③ the v4-never-eval'd catch

The exciting OOD win only counted once we caught that v4 had never been evaluated on ifc-bench: the comparison was apples-to-oranges. We re-ran v4 on the same scenes (0.063) before claiming the +2.6σ. Match the eval before you believe the result.

④ reproduce-or-it-didn't-happen

No number is reported until it reproduces from a committed script: per-step recall curves re-aggregated from scratch, not read off an agent transcript. The metric pathology was caught exactly because the inflated oracle would not reproduce against scene-full ground truth.

⑤ frozen test_locked split

test_locked (3 residential scenes) is frozen in code: no hyperparameter was ever tuned against it. It is the in-distribution anchor that every version is measured against on the identical protocol.

⑥ honest SHIP/MEH/DROP

Sub-agents returned verdicts, not hype. Three target-engineering experiments that looked exciting (v5, v7_attn, v7_k12) were tagged DROP under the same CI discipline that validated v7_realsynth. The graveyard is the point.
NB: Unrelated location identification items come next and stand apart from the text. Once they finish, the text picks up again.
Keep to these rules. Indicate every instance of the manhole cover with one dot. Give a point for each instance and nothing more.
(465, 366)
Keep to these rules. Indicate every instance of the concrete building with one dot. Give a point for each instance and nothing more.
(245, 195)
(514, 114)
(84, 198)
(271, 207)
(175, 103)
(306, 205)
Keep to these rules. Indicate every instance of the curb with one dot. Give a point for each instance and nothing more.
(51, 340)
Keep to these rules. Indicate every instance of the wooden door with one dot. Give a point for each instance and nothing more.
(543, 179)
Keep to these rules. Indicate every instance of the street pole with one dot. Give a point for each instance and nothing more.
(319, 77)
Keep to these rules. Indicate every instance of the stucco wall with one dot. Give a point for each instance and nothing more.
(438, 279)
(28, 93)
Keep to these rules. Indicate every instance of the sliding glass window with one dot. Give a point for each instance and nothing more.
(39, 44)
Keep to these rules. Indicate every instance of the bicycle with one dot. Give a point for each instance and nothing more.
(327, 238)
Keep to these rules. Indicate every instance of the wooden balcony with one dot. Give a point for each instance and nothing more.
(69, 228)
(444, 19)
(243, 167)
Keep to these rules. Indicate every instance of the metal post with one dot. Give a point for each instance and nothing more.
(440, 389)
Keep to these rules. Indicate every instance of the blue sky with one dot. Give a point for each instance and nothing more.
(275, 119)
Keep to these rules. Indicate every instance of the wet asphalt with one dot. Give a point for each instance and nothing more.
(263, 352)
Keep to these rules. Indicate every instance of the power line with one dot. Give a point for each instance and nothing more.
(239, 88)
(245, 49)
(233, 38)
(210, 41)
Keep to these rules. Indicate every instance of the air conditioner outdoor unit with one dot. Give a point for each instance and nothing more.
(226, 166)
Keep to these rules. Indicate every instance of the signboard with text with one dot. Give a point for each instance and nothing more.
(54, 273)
Verdicts: SHIP = adopted (default or specialist) · MEH = real but ties the incumbent · DROP = regressed / no-gain / off-domain. Eval held fixed across the study: surface-coverage recall@K=1 · 5 seeds · n_cand=20 · hybrid_top_k=12 · mean ± SE. Splits: test_locked (3 residential) · held_out (7 GNI/heatpump) · ifc-bench OOD (10 scenes, 3 buildings). Hybrid = LearnedPlusLookaheadBaseline. Classical baseline: OctoMap-IG (Bircher et al., ICRA 2016). Corpus: 297 manifest scenes plus IFC-Bench v2 (sylvainHellin/ifc-bench, CC-BY, 93 sub-scenes).